The main aim of this talk is to provide some guidelines on how to develop an efficient and effective metaheuristic. We will show that the way forward is through the rigorous use of scientific methods, rather than through the indiscriminate introduction of yet another metaphor.
-------------------------------------------------------------------------------------------------------
How to Make OR the Most Liked Course in the Curriculum? by Erhan Erkut
As teachers of OR, many of us would like to think that OR is one of the most valuable topics in university education. However, past experience shows that some of the students in our classrooms may not agree with this. How do we close this perception gap, and attract the best students to OR? This is just another problem, and if we think we are the best-trained problem solvers in the world, we should be able to overcome it easily. Unfortunately, while we may have exceptional training in analytical thinking and quantitative analysis, many of us lack the tools necessary for strategic planning, brand creation, and reputation management. Furthermore, most of us lack formal training in teaching, which makes matters worse.

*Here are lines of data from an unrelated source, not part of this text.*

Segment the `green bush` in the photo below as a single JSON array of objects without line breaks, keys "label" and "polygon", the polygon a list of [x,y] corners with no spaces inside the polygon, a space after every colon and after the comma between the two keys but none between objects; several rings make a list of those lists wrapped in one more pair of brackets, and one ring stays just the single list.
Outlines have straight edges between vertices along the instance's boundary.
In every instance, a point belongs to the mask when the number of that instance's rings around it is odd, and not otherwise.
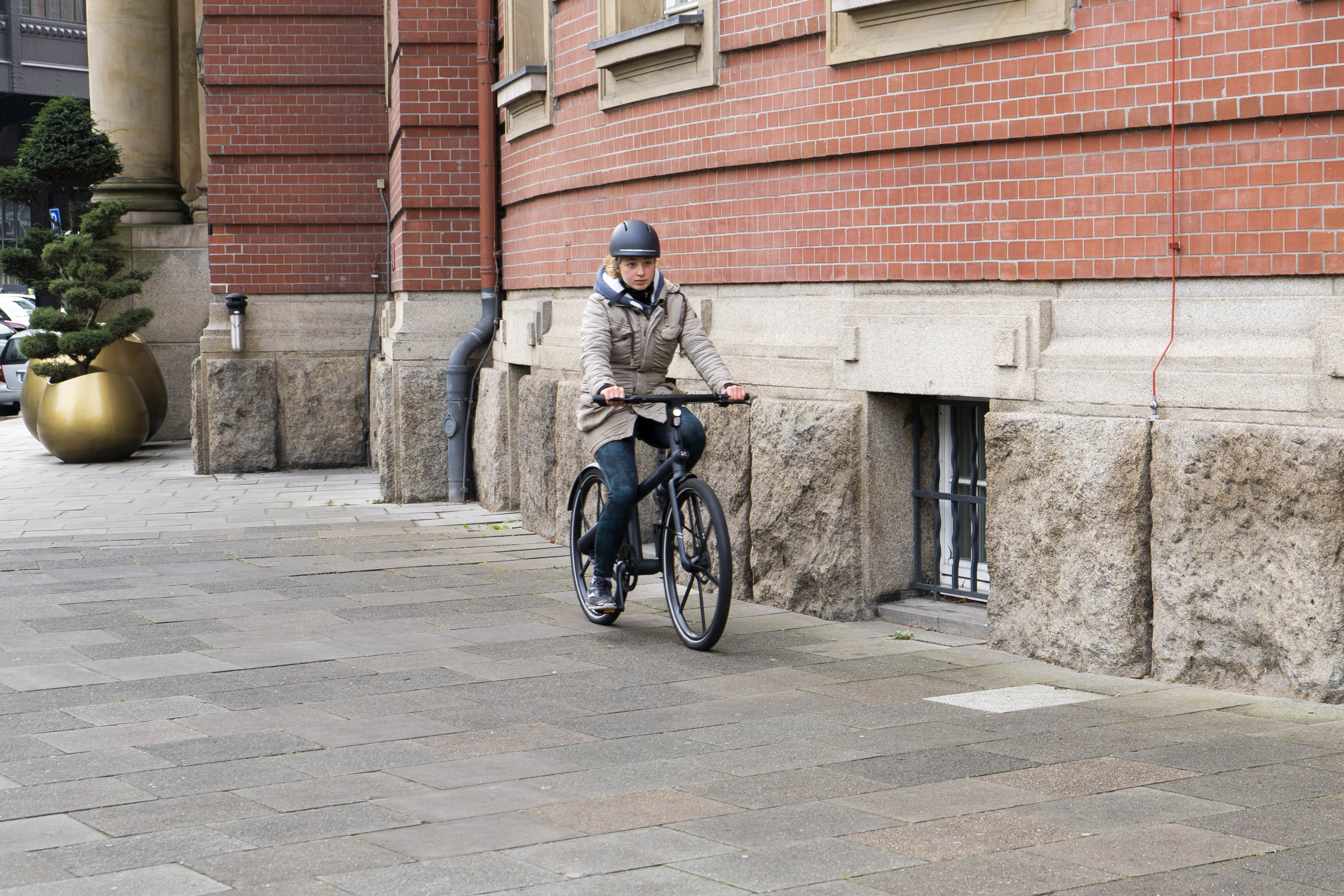
[{"label": "green bush", "polygon": [[38,308],[34,330],[19,348],[30,369],[52,383],[89,372],[103,348],[130,336],[151,320],[148,308],[132,308],[98,321],[110,302],[140,292],[146,270],[126,270],[128,253],[112,240],[126,214],[118,201],[90,203],[89,189],[121,173],[121,152],[94,126],[89,106],[58,97],[42,107],[19,144],[19,163],[0,168],[0,196],[34,203],[43,192],[62,192],[70,201],[69,232],[28,227],[17,246],[0,250],[0,269],[32,287],[38,298],[60,308]]}]

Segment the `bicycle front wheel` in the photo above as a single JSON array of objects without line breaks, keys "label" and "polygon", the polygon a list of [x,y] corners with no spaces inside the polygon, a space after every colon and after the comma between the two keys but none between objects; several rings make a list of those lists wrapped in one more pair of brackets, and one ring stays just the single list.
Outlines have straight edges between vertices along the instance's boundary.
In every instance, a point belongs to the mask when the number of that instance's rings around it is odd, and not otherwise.
[{"label": "bicycle front wheel", "polygon": [[677,551],[677,529],[669,505],[663,514],[663,590],[681,643],[708,650],[728,625],[732,602],[732,547],[728,525],[714,490],[688,478],[677,486],[676,506],[687,564]]},{"label": "bicycle front wheel", "polygon": [[599,626],[612,625],[621,614],[589,610],[585,596],[593,578],[593,555],[579,551],[579,539],[597,525],[597,519],[602,516],[605,506],[606,478],[602,476],[602,470],[590,466],[579,473],[574,486],[574,506],[570,508],[570,568],[574,571],[574,592],[579,599],[579,609],[583,610],[589,622]]}]

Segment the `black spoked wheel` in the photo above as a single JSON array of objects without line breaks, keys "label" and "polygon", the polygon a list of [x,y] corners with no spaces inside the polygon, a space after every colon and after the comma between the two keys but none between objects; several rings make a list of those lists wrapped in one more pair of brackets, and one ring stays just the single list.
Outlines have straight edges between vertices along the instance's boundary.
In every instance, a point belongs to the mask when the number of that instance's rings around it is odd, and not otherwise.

My colleagues at the University of Alberta and I have experimented with various methods and tools over two decades, and we established that an OR curriculum can be very successful even in a business school - a considerably more challenging environment than an engineering school. The winning recipe includes ingredients such as spreadsheets, real-time modeling (“slow learning”), course management system, web tools, on-line communication, large classes, labs, student assistants, videos, guest speakers, on-line exams, and group projects; all delivered with a heavy emphasis on applications, and with a student-centered pedagogical approach. The results have been very positive; the reputation of the introductory course became “most useful”, many of the best students took our electives, all members of our team won teaching awards, and through our collaboration with the industry we established a know-how transfer unit called Centre for Excellence in Operations.
In this tutorial, I will describe the problem we faced, and our attempts to solve it with examples of what worked and what did not, with an emphasis on what audience members could transfer to their institutions. The focus is not only on making one course popular, but on managing the entire student supply chain, complete with a student club, competitions, conferences, internships, and graduate programs. If you are interested in improving the perception and image of OR in your institution through teaching (and strategic planning), you are welcome to attend this session.